We don’t need the dislike button. There’s another way to express sympathy or negative thoughts on Facebook when appropriate—it’s called the comment section. The like button is used to express appreciation, similar to the favourite button on Twitter; it’s completely optional. When expressing sympathy or negative emotions about a situation, commenting is a way to be more personal and heartfelt. “Disliking” a status about Grandma dying is not an adequate substitution for writing a short note of sympathy (or simply not responding to the post from someone you barely know). It’s a way to shorten and trivialize genuine human emotion online.
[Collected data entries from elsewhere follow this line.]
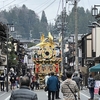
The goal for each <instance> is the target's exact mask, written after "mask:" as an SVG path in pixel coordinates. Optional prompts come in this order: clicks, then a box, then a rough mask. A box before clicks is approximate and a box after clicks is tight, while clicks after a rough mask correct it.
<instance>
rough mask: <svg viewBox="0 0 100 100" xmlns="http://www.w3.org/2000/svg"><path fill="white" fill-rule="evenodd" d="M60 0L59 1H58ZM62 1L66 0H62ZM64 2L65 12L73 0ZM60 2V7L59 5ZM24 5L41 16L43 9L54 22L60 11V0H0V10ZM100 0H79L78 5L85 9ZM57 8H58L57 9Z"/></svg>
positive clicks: (50, 19)
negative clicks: (62, 0)
mask: <svg viewBox="0 0 100 100" xmlns="http://www.w3.org/2000/svg"><path fill="white" fill-rule="evenodd" d="M60 1H61V2H60ZM63 1H64V2H65V1H66V0H63ZM69 1H70V2H68V3H67V4H66V9H67V13H68V12H69V11H70V9H71V8H72V7H73V5H72V2H71V1H74V0H69ZM59 2H60V7H59ZM23 4H25V5H26V7H27V8H28V9H32V10H34V11H35V13H37V15H38V16H41V12H42V11H43V10H44V9H45V8H46V9H45V10H44V11H45V14H46V17H47V20H48V22H54V19H55V18H56V16H57V14H60V13H61V11H62V0H0V10H4V9H9V8H11V7H14V6H15V5H16V6H19V7H20V6H22V5H23ZM99 4H100V0H80V1H79V2H78V6H80V7H84V8H85V9H87V8H88V9H91V7H93V6H94V5H99ZM58 8H59V10H58Z"/></svg>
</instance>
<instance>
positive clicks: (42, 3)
mask: <svg viewBox="0 0 100 100" xmlns="http://www.w3.org/2000/svg"><path fill="white" fill-rule="evenodd" d="M49 2H50V0H46V2H44V3H42V4H41V5H39V6H37V7H36V8H35V10H39V9H40V8H42V7H44V6H45V5H47V3H49Z"/></svg>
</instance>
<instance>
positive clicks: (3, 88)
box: [0, 73, 5, 91]
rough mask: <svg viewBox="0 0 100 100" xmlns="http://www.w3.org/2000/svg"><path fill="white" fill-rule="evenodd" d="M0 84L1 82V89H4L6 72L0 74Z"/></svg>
mask: <svg viewBox="0 0 100 100" xmlns="http://www.w3.org/2000/svg"><path fill="white" fill-rule="evenodd" d="M0 84H1V91H4V84H5V76H4V73H2V74H1V76H0Z"/></svg>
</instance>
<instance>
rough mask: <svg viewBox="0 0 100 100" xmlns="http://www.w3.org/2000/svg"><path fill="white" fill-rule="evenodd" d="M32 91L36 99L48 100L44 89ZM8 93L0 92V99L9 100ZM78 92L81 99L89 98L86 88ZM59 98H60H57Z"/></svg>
mask: <svg viewBox="0 0 100 100" xmlns="http://www.w3.org/2000/svg"><path fill="white" fill-rule="evenodd" d="M34 92H36V93H37V95H38V100H48V99H47V92H45V91H44V90H35V91H34ZM10 94H11V91H9V92H0V100H9V97H10ZM80 94H81V100H88V98H89V92H88V89H84V90H81V92H80ZM60 97H61V98H62V93H60ZM97 98H99V96H98V95H96V96H95V100H98V99H97ZM56 100H57V99H56ZM59 100H62V99H59Z"/></svg>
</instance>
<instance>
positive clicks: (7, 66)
mask: <svg viewBox="0 0 100 100" xmlns="http://www.w3.org/2000/svg"><path fill="white" fill-rule="evenodd" d="M9 26H10V32H13V31H14V26H13V24H7V83H6V91H7V92H8V91H9V89H8V68H9V66H8V40H9Z"/></svg>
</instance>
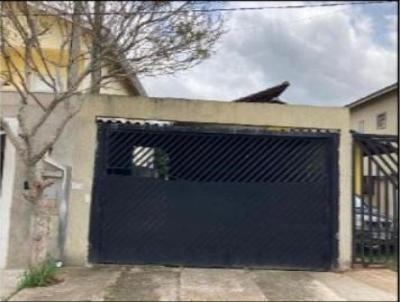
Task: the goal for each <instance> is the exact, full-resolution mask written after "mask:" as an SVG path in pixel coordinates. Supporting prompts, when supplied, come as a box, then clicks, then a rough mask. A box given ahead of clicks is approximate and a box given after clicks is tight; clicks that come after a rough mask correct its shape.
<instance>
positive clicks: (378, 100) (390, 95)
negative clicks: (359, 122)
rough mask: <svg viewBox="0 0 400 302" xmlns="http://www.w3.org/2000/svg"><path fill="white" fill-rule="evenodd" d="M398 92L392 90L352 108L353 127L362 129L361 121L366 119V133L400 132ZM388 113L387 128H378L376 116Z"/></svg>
mask: <svg viewBox="0 0 400 302" xmlns="http://www.w3.org/2000/svg"><path fill="white" fill-rule="evenodd" d="M398 103H399V101H398V94H397V91H392V92H390V93H387V94H385V95H382V96H379V97H377V98H376V99H375V100H370V101H367V102H365V103H363V104H360V105H358V106H356V107H353V108H351V109H350V121H351V129H353V130H356V131H360V129H359V122H360V121H364V131H363V132H364V133H370V134H393V135H396V134H398V131H399V129H398V116H399V115H398V105H399V104H398ZM381 113H386V123H387V124H386V128H385V129H377V125H376V117H377V115H378V114H381Z"/></svg>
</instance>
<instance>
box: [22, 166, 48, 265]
mask: <svg viewBox="0 0 400 302" xmlns="http://www.w3.org/2000/svg"><path fill="white" fill-rule="evenodd" d="M43 170H44V167H43V162H42V161H39V162H37V163H36V164H34V165H32V166H28V167H27V171H26V175H27V183H28V188H27V191H25V192H26V193H27V194H26V195H25V198H26V199H27V200H28V201H29V202H31V204H32V205H33V213H32V218H31V219H32V224H31V233H30V234H31V254H30V265H31V266H36V265H38V264H40V263H42V262H43V261H45V260H46V258H47V254H48V242H49V236H50V204H49V200H48V199H47V198H46V197H45V196H43V193H44V190H45V189H46V187H48V186H49V185H50V182H47V181H46V180H45V179H44V178H43Z"/></svg>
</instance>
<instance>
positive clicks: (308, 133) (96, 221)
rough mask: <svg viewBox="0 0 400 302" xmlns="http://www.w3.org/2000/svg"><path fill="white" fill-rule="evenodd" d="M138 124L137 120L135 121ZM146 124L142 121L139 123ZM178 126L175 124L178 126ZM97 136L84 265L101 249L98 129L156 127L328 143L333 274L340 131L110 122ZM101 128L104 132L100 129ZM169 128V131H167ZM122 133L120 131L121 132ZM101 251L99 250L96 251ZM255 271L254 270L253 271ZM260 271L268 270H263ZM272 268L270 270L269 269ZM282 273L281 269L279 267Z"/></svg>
mask: <svg viewBox="0 0 400 302" xmlns="http://www.w3.org/2000/svg"><path fill="white" fill-rule="evenodd" d="M135 120H138V119H135ZM139 120H143V122H145V121H146V119H139ZM178 123H179V122H178ZM96 124H97V126H96V127H97V129H96V131H97V134H96V140H97V141H96V148H95V150H94V152H95V157H94V158H95V163H94V175H93V176H94V177H93V182H92V191H91V195H92V196H91V197H92V202H91V206H90V221H89V248H88V261H89V263H93V264H94V263H99V262H98V260H99V257H98V254H97V252H98V251H99V250H100V249H99V247H100V245H101V233H100V231H95V230H94V229H95V224H96V222H97V221H98V219H99V218H98V215H99V214H100V215H101V212H102V210H101V204H102V203H101V197H100V198H99V196H97V195H98V194H96V189H97V187H96V184H97V182H98V181H97V179H98V178H99V177H100V173H102V172H103V163H104V151H103V152H101V151H100V149H101V146H102V145H101V142H100V140H101V139H102V138H104V136H105V135H106V134H107V130H108V129H109V128H106V127H104V126H102V125H105V124H114V125H117V127H123V131H130V130H131V129H136V130H137V129H149V128H150V129H152V128H154V127H157V130H158V131H166V132H171V131H176V132H196V133H222V134H232V135H235V134H242V135H251V136H253V135H254V136H258V135H264V136H276V137H282V136H289V137H304V138H319V139H326V140H328V142H329V143H328V144H329V145H330V146H329V152H328V155H327V156H328V159H327V163H328V167H327V168H328V170H329V171H331V172H330V176H329V185H328V186H329V188H328V190H329V195H330V202H329V204H330V209H329V210H330V215H329V216H330V221H329V225H330V232H329V233H330V240H329V242H330V253H331V260H330V269H331V270H336V269H338V266H339V238H338V235H339V142H340V130H337V129H322V128H321V129H320V128H290V129H289V131H285V130H276V131H274V130H270V129H268V130H266V129H265V128H263V127H262V126H252V125H250V126H247V125H230V124H218V125H210V124H209V123H199V122H195V123H190V125H184V126H181V125H179V124H178V125H171V126H161V127H160V126H154V125H141V124H139V123H137V122H136V123H131V122H129V121H128V122H126V123H121V122H118V121H117V122H112V121H102V120H96ZM102 127H104V128H102ZM171 128H172V129H171ZM121 130H122V129H121ZM100 248H101V247H100ZM254 268H257V267H254ZM262 268H264V269H265V268H268V266H263V267H262ZM271 268H272V267H271ZM282 269H285V268H284V267H282Z"/></svg>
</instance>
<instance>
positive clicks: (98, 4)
mask: <svg viewBox="0 0 400 302" xmlns="http://www.w3.org/2000/svg"><path fill="white" fill-rule="evenodd" d="M103 8H104V5H103V3H102V2H101V1H95V2H94V17H93V18H94V39H93V45H92V53H91V65H92V66H93V67H94V71H93V72H92V73H91V74H90V93H92V94H99V93H100V82H101V68H100V65H101V64H100V63H101V30H102V24H103V16H102V13H103V11H104V9H103Z"/></svg>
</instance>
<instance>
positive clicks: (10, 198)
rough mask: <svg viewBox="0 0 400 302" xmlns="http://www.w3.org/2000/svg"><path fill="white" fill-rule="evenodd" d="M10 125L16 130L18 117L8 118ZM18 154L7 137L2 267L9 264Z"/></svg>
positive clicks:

Then, there’s the bullying aspect. It will be incredibly easy for users to abuse the dislike button to bully others in many different ways. Any posts featuring self-confidence, photos, or other happy things can easily be targeted. A few “dislikes” on someone’s selfie can do serious emotional harm. The dislike button may be the easiest feature to abuse that Facebook has released thus far, particularly because of its simplicity.
Facebook is a social network that we use to communicate, connect, and express ourselves. It has a wide range of opportunities for genuine interaction through its communications. What’s most important is making those communications honest and thorough without breaking everything down into a like/dislike variant. Posts may soon be competing and causing further battles in the comments through likes and dislikes—YouTube, which has a thumbs-up/thumbs-down option, is a prime example. YouTube is already known as a cesspool of anger and negativity, in addition to being an easy place to do cyberbullying within its comments and thumbs-down options. Facebook comments are moderated, but there’s no way to control those pushing the dislike button on an impressionable young girl’s selfie.
The like button has been implemented on Facebook for six years, during which no dislike button was needed (or even wanted by a majority of users). There seems little reason to introduce one now, particularly in an era when miscommunication, online aggression, and bad interaction are more prominent than ever.